Чтобы не выдать себя Зукову взглядом, Муха опустила голову, не слушая больше его
Выстрел ее оглушил. Муха отдернула руку, на долю секунды решив, что верный Валька не выдержал, пальнул без команды. Как бы нежданчик перданул.
Севка Горяев рыгнул и длинно выматерился. Голос его медленно переходил в стон и писк. И так же медленно вытягивала шею Муха, уже видя, как быстро чернеет у него на животе гимнастерка, но еще не понимая, что с ним случилось, чем и как испачкал Севке живот командующий. Плюнулся, что ли? Верблюд!
Зуков сделал шаг вправо, в сторону Мухи.
Севка повалился на колени, упал. Подвернувшейся головой он ткнулся в то место, где секунду назад стояли сапоги Зукова. Пилотка съехала с его головы вперед и осталась лежать лодочкой на песке.
На макушке у Севки медленно распрямлялись длинные русые волосы. Он все не хотел стричься, все отращивал шевелюру «Под Маяковского». Часто причесывался, смачивал волосы водой, и чертыхался, прижимая вихры пилоткой. А в тот день, когда подарил Мухе пистолетик, волосы его были смазаны трофейным бриолином – как у американского фон-барона в белой манишке из фильмов Чаплина Чарли. Весь взвод над ним потешался, а Санька брата обнимал, облизывал ему затылок и фыркал, как кот.

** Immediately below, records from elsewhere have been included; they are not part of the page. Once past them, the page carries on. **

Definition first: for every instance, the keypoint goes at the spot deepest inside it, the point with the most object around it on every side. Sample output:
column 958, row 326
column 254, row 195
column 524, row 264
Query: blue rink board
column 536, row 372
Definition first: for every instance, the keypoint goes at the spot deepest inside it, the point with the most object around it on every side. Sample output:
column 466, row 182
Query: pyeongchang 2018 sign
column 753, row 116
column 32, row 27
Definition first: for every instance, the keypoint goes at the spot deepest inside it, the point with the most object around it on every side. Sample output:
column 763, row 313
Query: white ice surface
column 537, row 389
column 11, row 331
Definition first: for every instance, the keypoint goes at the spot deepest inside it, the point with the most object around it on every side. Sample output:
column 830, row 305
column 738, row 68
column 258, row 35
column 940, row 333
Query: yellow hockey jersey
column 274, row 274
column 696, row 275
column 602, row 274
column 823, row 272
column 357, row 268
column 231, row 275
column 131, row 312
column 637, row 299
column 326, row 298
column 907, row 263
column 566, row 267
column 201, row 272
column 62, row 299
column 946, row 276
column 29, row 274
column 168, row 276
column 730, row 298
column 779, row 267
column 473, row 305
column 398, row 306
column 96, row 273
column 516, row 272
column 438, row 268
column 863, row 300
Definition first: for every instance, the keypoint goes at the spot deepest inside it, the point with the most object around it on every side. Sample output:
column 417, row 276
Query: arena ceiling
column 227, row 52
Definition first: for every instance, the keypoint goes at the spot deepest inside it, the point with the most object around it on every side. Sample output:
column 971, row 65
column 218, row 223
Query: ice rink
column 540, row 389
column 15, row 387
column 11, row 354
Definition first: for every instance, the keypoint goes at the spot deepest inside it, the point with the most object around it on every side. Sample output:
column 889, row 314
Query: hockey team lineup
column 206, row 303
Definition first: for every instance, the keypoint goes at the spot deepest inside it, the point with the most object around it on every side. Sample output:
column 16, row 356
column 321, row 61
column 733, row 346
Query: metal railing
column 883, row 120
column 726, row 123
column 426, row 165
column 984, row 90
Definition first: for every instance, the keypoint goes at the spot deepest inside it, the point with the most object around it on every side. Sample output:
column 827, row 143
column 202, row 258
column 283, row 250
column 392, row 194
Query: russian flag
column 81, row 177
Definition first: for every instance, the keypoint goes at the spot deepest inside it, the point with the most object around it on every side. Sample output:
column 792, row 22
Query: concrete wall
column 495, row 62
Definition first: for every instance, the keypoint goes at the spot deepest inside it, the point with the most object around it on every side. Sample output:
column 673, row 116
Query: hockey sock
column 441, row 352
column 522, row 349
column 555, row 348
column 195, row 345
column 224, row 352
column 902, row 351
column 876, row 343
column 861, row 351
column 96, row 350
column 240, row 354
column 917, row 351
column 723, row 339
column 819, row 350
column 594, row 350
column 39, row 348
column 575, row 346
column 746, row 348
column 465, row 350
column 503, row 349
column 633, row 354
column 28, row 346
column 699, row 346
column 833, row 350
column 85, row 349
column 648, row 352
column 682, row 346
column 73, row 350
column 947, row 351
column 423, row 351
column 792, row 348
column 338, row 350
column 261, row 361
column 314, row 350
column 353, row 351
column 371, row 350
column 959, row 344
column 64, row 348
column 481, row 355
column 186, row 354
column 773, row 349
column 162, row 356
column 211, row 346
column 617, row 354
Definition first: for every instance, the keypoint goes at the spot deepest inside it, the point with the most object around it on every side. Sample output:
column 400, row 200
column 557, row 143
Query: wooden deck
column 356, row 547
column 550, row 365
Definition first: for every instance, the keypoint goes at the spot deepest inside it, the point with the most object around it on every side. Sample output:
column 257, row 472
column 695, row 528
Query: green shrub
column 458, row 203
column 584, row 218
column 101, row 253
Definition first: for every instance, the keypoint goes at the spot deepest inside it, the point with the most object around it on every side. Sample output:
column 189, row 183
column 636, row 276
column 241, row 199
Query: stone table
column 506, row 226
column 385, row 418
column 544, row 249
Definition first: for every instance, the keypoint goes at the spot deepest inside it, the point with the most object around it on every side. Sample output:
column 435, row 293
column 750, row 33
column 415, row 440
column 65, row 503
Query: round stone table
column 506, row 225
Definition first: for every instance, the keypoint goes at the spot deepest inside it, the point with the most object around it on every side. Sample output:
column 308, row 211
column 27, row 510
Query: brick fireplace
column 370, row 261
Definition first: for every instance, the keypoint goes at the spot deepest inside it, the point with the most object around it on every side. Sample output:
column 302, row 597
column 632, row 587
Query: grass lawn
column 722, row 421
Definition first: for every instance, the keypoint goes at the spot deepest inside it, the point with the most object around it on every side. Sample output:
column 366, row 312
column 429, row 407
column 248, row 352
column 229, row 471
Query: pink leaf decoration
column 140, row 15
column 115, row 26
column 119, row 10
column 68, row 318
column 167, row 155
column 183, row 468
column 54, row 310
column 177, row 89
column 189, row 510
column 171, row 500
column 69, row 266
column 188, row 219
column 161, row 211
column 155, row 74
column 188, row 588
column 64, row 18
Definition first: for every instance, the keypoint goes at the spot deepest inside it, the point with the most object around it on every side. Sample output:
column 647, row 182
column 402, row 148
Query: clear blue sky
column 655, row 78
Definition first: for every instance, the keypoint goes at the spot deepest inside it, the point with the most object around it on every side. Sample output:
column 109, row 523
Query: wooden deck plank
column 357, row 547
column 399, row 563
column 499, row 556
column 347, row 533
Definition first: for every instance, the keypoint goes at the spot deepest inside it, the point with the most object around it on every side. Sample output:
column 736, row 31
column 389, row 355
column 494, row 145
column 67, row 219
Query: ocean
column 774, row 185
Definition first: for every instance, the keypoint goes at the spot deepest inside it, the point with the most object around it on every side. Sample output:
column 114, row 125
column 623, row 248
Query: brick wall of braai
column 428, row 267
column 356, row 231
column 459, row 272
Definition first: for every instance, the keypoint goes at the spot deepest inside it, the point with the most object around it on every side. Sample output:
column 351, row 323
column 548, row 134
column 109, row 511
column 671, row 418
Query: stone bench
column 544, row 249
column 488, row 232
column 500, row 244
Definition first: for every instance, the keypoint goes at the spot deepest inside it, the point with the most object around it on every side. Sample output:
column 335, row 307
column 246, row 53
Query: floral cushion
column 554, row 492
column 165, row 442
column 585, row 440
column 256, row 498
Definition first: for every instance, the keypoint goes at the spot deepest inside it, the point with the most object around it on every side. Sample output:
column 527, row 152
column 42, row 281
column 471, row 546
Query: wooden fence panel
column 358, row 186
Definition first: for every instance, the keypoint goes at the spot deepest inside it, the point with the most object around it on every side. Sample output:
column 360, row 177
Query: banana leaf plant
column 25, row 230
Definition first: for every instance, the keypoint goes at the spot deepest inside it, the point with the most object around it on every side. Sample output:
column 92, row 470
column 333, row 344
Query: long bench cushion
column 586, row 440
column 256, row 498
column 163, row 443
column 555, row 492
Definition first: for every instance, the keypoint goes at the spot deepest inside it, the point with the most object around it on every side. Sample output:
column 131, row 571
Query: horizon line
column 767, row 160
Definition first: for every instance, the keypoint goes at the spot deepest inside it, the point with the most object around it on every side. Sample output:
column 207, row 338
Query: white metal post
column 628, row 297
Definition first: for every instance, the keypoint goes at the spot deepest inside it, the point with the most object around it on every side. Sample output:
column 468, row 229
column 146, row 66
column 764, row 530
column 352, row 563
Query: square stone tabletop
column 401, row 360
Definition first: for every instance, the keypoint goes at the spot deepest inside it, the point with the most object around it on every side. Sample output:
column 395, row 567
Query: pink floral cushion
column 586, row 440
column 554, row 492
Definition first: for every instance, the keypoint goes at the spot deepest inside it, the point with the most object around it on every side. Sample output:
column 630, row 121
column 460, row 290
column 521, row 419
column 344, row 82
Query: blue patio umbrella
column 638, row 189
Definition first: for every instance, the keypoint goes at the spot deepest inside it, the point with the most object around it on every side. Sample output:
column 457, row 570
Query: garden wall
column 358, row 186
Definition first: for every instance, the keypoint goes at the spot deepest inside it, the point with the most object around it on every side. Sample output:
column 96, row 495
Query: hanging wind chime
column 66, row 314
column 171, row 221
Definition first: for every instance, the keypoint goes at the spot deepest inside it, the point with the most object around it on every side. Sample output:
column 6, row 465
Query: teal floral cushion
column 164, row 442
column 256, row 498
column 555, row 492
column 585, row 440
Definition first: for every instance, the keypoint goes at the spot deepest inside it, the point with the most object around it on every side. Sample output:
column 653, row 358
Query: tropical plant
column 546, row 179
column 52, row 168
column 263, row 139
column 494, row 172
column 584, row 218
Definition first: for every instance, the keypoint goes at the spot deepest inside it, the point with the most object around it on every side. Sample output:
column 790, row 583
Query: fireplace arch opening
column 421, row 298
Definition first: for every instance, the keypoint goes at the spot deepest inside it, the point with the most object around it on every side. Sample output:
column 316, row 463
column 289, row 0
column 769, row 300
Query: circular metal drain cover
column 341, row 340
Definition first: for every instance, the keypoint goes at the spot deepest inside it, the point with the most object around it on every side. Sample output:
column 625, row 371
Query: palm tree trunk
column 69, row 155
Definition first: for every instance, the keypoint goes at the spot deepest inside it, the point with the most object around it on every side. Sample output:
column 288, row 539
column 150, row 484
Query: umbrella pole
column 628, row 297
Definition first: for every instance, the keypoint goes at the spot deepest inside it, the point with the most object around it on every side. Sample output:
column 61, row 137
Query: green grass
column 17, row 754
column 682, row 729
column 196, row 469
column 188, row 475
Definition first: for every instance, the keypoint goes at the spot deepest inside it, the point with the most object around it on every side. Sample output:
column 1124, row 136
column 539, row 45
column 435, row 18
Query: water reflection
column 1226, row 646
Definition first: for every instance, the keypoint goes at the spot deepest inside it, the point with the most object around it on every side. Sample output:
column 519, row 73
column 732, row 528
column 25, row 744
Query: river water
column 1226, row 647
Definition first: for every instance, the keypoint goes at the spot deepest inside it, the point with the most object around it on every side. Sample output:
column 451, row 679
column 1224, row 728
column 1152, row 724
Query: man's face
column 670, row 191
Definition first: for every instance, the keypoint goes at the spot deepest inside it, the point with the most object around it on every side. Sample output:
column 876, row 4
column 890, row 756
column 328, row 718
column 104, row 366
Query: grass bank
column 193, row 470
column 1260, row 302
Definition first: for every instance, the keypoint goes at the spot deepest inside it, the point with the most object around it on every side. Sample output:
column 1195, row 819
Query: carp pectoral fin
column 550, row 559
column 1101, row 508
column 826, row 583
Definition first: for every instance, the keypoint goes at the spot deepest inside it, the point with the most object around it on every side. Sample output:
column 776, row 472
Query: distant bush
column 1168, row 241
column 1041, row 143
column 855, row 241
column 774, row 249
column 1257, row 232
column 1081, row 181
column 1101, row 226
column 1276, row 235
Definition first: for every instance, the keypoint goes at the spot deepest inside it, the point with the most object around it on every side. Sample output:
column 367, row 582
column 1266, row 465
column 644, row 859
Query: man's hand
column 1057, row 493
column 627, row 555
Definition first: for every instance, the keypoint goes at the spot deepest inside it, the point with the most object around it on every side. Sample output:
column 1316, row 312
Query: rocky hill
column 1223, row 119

Мертвые волосы Севки жили. Они поднимались, вырастали в жесткую щетку – какими и были на самом деле, как он их ни приневоливал ради фасона. На пояснице у Севки, чуть выше ремня, гимнастерка была прожжена пулей. Вокруг отверстия – коричневое пятно.
«Прости меня, Севка!» – кто-то сказал за нее у Мухи внутри. Она снова потянулась за пистолетом, уже спокойно припоминая, достаточно ли спустить предохранитель или надо затвор оттянуть.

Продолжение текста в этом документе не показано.